As far as dating, it just isn't fair to the other person that you haven't dealt with the emotional baggage related to your soon-to-be failed marriage. You are young. You have plenty of time. It would be a shame for you to meet someone that normally would be a great match for you, only to have the R poisoned by those unresolved feelings and emotional baggage. Broken attracts broken, so unless you do the work on yourself post-D, you likely won't be attracted high-quality potentials.

And I know you are conning yourself into the "But, I would like to find a couple of women to be able to go out with from time to time." viewpoint. That is crap. The truth is that you have a few things going on underneath.
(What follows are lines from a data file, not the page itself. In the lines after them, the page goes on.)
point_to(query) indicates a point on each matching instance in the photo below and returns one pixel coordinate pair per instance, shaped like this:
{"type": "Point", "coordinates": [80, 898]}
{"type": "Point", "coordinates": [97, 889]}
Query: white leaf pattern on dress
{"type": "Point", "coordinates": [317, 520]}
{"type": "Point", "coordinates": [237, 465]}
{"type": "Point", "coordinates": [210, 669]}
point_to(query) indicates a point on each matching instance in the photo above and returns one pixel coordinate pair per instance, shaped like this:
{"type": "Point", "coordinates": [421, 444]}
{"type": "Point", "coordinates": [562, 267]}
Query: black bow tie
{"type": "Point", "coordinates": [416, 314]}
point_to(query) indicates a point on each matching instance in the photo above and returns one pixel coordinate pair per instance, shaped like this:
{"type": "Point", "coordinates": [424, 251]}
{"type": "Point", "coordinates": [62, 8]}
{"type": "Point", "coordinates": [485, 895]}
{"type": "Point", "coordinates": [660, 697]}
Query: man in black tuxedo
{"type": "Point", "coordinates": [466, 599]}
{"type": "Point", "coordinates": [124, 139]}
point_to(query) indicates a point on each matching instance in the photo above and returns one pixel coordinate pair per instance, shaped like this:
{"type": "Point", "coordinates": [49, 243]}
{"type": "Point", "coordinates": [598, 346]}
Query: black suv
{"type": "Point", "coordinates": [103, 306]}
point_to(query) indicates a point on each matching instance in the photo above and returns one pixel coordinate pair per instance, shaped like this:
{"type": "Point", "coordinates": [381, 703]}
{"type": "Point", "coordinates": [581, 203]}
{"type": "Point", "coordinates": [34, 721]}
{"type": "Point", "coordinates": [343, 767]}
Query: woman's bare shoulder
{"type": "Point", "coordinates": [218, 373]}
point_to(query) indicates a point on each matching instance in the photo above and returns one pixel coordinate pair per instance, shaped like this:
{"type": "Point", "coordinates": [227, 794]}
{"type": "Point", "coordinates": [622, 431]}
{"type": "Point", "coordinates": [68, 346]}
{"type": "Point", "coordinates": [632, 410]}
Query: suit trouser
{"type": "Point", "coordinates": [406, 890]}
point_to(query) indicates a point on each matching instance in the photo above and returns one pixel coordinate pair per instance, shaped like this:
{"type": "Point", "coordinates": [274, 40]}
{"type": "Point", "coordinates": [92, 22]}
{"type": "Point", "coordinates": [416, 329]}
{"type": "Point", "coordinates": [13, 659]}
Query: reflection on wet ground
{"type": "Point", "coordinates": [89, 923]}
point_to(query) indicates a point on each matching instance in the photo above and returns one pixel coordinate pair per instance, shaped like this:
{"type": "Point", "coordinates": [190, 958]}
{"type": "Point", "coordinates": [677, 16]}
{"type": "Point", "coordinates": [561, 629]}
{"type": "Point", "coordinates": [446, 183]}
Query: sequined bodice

First, you want to find your value and validation in being desired by other women. Second, you are afraid to be alone. Third, you want to show that low-down, no-good WAW just how quickly you can rebound with other prospects. And fourth, you think you have to have sex.

Those reasons are all horrible reasons to date. Maybe your world view is different than mine, but to me dating is to try to find a suitable long-term partner. A spouse. I've never understood the casual dating just to go out and have fun, and sleep with someone with no commitment. But that is just me. As I said before, it is your life, you get to choose what you do regardless of what others say, especially strangers on the internet.

Hang in there Scott. Onward and upward.